When she read the script for “Holland,” Nicole Kidman must have seen a little of “To Die For,” the dark comedy that was her big break, the movie that set her up for Hollywood fame, Oscars and all that went with that.
There’s a frustrated woman stuck in small town “provincial” life who glimpses a way out of that trap via a younger man, and dark twists that suggest what people will do to achieve their short term aims.
Her character Nancy Vandergroot may be a lot less mercenary and a tad more “Stepford Wives” in her kitschy life in a “Groundhog Day” city that’s all about its corny Olde Country roots. The similarites are obvious and give this film’s abrupt shifts in tone and stakes some justification, even if director Mimi Cave (“Fresh”) and screenwriter Andrew Sodroski (TV’s “Manhunt”) are anything but subtle in trying to pull those off.
Nancy is a high school “Life Management” (Home Ec) teacher, mother of a spoiled, just-turned-13 son, wife of a popular optometrist (Matthew Macfadyen) and one of those cornerstones who make life and the mundane priorities of it work in her small city.
She’s all about the tulips, the local windmill tourist attraction, the native Dutch costumes and the festivals celebrating the Netherlanders who settled the Holland, Michigan, back in the day.
But Nancy married into all this — the Dutch maid costume with wooden shoes that comes out periodically, speaking Dutch with husband Fred at the dinner table, the Dutch reserve and Dutch “community,” the feeling that “I get to wake up in the best place on Earth,” she narrates.
And even if she realizes that “Fred rescued me” from whatever life she was leading before, even if she accepts how her husband teaches their son (Jude Hill) about “dealing” with women supposedly behind her back — Obsessive? Highly strung? “This is how women are.” — Nancy knows there’s got to be more to life than community pancake breakfasts and knowing the best place to get bitterballen in Holland, Michigan.
Her one confidante at school is the “new” shop teacher, Dave (Gale Garcia Bernal). But their friendship takes a turn when Nancy turns her hyper-focused attention on the latest “little mystery” she’s determined to “investigate.”
Fred takes an awful lot of weekend “junkets” for an optometrist. Credit cards she’s never seen, that parking ticket crumpled in his pants pocket to a town she’s sure he never mentioned visiting, that secret stash of Polaroid film she finds hidden in the vast model railroad complex he and son Harry are building in a workshop out back suggest Harry’s up to something.
With the usually-guarded Dave as her accomplice, Nancy starts sniffing around.
“Sometimes in life, you’ve just gotta follow the clues, no matter where they take you.”
As the mystery deepens, the woman determined to uncover her husband’s affair starts having one of her own.
The script takes an abrupt turn from light and kitschy to something darker, even as it throws fresh tropes at the wall to see what sticks.
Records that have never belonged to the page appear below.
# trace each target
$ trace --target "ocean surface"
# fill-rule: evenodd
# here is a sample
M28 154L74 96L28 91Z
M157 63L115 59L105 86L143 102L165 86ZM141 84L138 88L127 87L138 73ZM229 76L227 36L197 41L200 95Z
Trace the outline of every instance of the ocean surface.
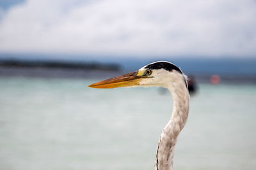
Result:
M154 169L172 113L161 89L0 76L0 169ZM175 169L256 169L256 86L199 84Z

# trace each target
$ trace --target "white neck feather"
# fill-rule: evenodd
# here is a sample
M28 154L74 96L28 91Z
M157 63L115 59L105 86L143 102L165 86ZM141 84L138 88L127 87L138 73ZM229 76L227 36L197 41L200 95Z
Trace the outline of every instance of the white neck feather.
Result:
M180 75L182 76L182 75ZM161 135L156 155L155 170L173 170L174 148L184 127L189 110L189 95L184 79L177 78L166 87L173 100L172 117Z

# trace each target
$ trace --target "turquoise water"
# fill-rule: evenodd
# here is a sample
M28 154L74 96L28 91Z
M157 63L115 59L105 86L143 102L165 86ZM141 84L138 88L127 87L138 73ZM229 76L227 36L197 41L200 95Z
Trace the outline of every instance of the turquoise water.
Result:
M0 169L154 169L172 113L159 88L0 78ZM256 87L200 84L175 169L256 169Z

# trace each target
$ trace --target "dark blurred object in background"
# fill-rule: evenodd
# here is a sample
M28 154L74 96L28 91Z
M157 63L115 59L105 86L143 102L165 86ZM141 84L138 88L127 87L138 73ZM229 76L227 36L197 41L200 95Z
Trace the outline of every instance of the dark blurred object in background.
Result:
M198 85L193 75L188 76L188 91L189 92L190 95L193 95L198 90Z

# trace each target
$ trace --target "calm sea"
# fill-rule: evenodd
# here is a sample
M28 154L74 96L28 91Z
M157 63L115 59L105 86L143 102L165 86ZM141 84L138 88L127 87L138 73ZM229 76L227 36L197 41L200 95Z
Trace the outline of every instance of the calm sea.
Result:
M172 113L159 88L0 77L0 169L154 169ZM199 84L175 169L256 169L256 87Z

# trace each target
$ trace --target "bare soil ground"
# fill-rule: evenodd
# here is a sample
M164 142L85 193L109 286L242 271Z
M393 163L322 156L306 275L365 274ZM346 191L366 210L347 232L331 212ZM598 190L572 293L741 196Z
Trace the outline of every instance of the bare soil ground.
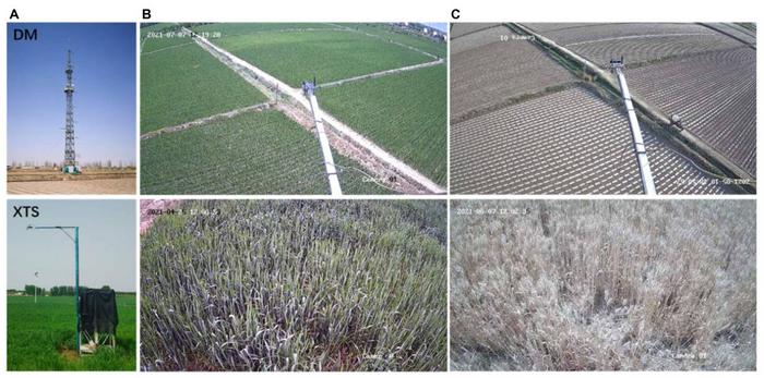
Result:
M8 194L135 194L135 179L8 182Z
M7 171L8 182L20 181L77 181L105 179L134 179L135 168L123 169L85 169L82 174L64 174L55 168L21 169L12 168Z

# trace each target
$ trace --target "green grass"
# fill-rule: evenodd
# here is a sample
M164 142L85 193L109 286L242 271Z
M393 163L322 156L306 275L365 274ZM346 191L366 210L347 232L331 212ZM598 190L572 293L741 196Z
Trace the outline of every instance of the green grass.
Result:
M394 40L398 44L404 44L406 46L416 47L422 51L429 52L440 58L446 58L446 44L445 41L435 42L429 38L414 35L407 32L403 32L401 28L389 25L389 24L342 24L349 28L354 28L360 32L378 35L385 39Z
M430 61L431 58L353 32L278 32L231 36L215 44L293 87Z
M444 64L331 87L318 96L324 111L445 185Z
M177 212L141 241L142 369L445 370L444 202Z
M83 357L76 351L74 297L8 296L9 370L135 370L135 295L119 295L117 347Z
M189 37L180 37L180 26L176 24L160 23L141 27L141 54L155 52L168 47L193 42ZM152 37L148 34L153 33ZM160 34L160 36L156 36Z
M141 57L141 133L265 100L195 44Z
M319 23L224 23L206 24L192 27L194 32L219 32L223 37L258 34L263 32L276 32L299 28L333 28L336 26Z
M334 154L337 164L356 167ZM384 192L355 170L345 193ZM319 142L275 110L248 112L141 142L144 194L326 194Z

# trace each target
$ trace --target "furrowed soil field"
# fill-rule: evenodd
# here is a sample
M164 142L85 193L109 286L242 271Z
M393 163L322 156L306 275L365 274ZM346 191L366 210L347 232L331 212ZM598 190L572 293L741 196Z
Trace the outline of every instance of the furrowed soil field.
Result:
M188 40L191 44L141 56L141 133L266 100L265 95Z
M241 26L243 27L243 26ZM299 87L425 63L431 57L348 31L273 32L212 40L235 56Z
M362 180L357 163L334 157L337 166L348 168L341 175L345 192L384 192ZM145 139L141 172L141 192L150 194L329 192L318 139L275 110Z
M444 202L175 209L141 241L142 369L445 370Z
M445 64L318 93L323 109L434 182L446 183Z
M459 200L454 370L755 370L754 200Z
M118 295L117 347L77 357L73 296L7 296L9 370L135 370L135 295Z
M611 74L582 69L587 59L609 69L616 57L625 59L632 95L647 102L637 112L659 194L755 191L728 183L739 175L750 183L742 171L755 174L755 50L749 46L701 24L459 28L451 41L452 192L642 193L620 89L604 84ZM666 113L649 117L644 108ZM672 115L681 115L679 127L666 124ZM707 156L718 157L713 154L740 169L708 162ZM729 171L735 178L719 174Z
M135 194L135 178L9 182L8 194Z

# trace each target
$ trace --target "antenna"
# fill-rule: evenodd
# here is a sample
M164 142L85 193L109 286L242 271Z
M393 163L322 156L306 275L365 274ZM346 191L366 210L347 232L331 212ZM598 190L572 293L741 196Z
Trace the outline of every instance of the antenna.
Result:
M37 283L39 282L39 271L35 271L35 303L37 303Z
M80 168L76 163L76 154L74 153L74 84L72 83L72 50L67 50L67 86L63 87L63 93L67 95L67 118L64 131L64 147L63 147L63 164L64 173L80 173Z

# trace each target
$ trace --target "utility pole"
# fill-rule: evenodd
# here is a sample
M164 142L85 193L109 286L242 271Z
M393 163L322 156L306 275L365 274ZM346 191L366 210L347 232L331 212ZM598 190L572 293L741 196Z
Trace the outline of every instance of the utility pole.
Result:
M79 225L27 225L27 230L61 230L69 239L74 242L74 306L76 307L76 353L82 353L80 343L82 334L80 333L80 227ZM67 232L74 230L74 237Z
M656 194L655 183L653 182L653 172L649 169L649 161L647 161L647 149L645 148L645 143L642 138L642 130L640 129L640 121L636 119L634 105L631 101L631 93L629 93L626 77L623 75L623 57L621 57L620 60L610 59L610 69L616 72L616 75L618 76L618 84L621 86L621 94L623 95L623 105L625 105L629 113L629 125L631 126L631 136L634 141L636 162L640 166L640 175L642 175L642 188L645 194L653 195Z

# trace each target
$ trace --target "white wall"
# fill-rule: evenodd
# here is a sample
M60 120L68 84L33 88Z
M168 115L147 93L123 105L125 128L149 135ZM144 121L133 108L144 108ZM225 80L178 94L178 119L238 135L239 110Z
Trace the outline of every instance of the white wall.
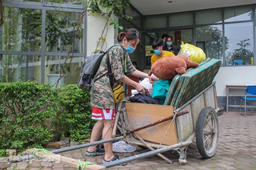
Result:
M97 41L100 37L106 22L107 17L106 16L102 17L101 15L98 14L96 17L93 15L88 16L86 48L87 56L90 55L92 52L95 51L97 46ZM108 24L107 27L107 34L106 38L107 47L106 43L104 43L102 49L102 50L105 51L114 45L114 26L109 26ZM103 35L106 34L106 28ZM100 41L97 49L101 49L102 44Z
M216 81L217 96L226 96L226 85L256 85L256 66L221 67L214 81ZM229 96L242 96L244 89L229 89Z

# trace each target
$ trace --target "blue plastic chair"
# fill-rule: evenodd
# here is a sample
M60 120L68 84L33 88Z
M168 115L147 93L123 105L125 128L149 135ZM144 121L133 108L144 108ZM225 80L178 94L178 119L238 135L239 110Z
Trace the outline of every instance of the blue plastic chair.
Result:
M241 103L240 103L240 114L245 116L246 114L246 100L256 100L256 97L247 97L247 94L252 95L256 95L256 86L249 86L245 90L245 95L244 97L241 97ZM241 113L241 107L242 107L242 99L244 100L244 114Z

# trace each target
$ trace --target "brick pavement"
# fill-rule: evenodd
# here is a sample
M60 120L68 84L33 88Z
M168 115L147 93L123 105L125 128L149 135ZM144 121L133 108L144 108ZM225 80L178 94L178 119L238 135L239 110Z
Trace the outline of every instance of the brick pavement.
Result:
M247 113L244 117L239 112L224 112L218 117L220 126L219 143L214 155L209 159L203 159L197 151L195 140L189 146L187 163L181 165L179 155L176 152L167 151L163 155L173 162L167 163L156 155L128 163L125 166L118 166L108 170L253 170L256 169L256 113ZM126 157L144 153L149 150L141 149L132 153L118 153ZM86 148L67 152L63 156L102 163L103 156L88 157L85 155ZM51 163L45 160L33 160L13 163L7 169L69 170L75 168L62 163Z

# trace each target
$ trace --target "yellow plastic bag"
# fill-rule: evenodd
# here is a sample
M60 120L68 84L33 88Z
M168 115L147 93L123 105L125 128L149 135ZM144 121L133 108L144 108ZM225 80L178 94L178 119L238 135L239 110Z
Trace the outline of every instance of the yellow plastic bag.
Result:
M182 42L180 47L181 48L178 55L187 56L192 61L200 64L206 59L204 51L199 47L188 43L184 44L183 41Z
M114 100L115 103L118 103L125 97L124 87L121 85L118 85L113 89Z

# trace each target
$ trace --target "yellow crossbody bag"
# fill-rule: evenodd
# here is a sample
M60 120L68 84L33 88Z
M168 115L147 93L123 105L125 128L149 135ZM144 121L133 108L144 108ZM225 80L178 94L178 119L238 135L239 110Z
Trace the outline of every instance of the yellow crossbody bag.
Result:
M113 89L114 100L115 103L118 103L125 97L124 87L121 85L118 85Z

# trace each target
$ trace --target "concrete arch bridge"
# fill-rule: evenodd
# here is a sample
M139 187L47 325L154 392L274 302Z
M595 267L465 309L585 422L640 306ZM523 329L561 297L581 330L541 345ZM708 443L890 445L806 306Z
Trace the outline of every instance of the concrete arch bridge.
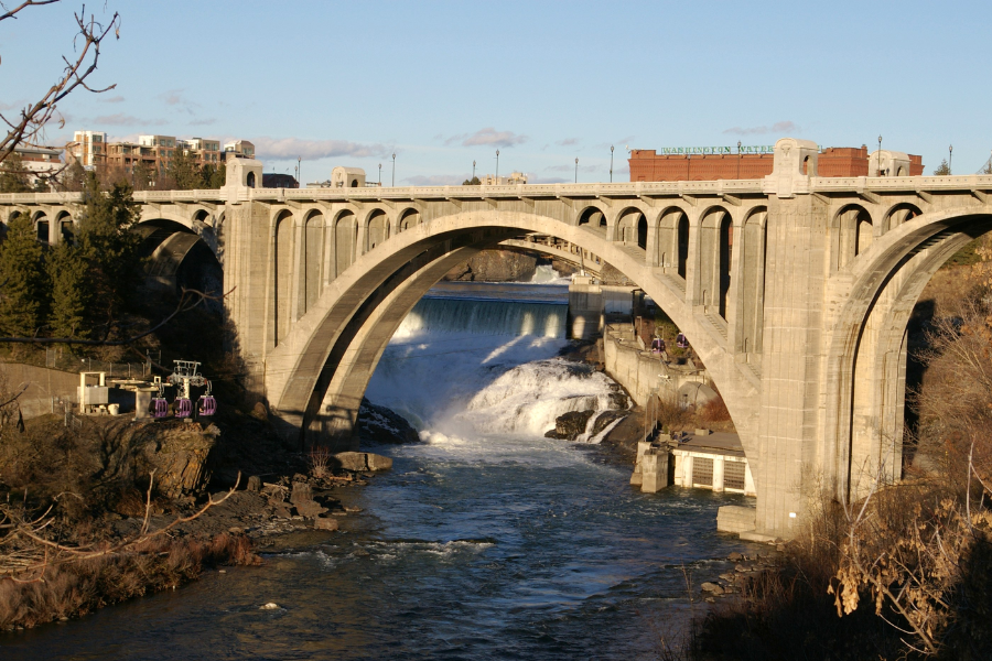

The movie is set in the year 2000 and tries to wring humor out of the dated cell phones and limited nature of the Internet. Dave is Latino, and gets a taste of small town bigotry from a (probable) child-beating single parent. Nancy’s connection to the community doesn’t seem to include “real” friends, just cozy acquaintances with kids the same age, and she accepts the more helpful than fulfilling nature of the relationships that provides.
The cartoonish “investigation” stunts are straight out of 2477 earlier thrillers, and don’t offer anything that’s new or suspenseful or funny.
Kidman is committed and on pointe, as always, as are Macfadyen and Bernal. But their world is myopic (no outside characters of interest) and the situations they find themselves in are trite right up to the moment they aren’t.
The stakes are abruptly raised. “Darkly funny” settles into simply “dark,” much to the picture’s third act detriment.
A parade, a smattering of Dutch food and Dutch phrasing, a little dance demonstration and a tour of the windmill is all the “local color” the writer and director reach for, none of it connected to any sort of insights into this sort of town and the culture it clings to and the situation Nancy and Dave find themselves stumbling into.
It’s watchable and maintains just enough interest to get us to the end. But “Holland” never rises above featherweight, an incomplete “Dutch Treat” that is nothing “To Die For.”
Rating: R, sexual situations, violence, profanity
Cast: Nicole Kidman, Matthew Macfadyen and Gael Garcia Bernal
Credits: Directed by Mimi Cave, scripted by
Andrew Sodroski. An MGM/Amazon Prime release.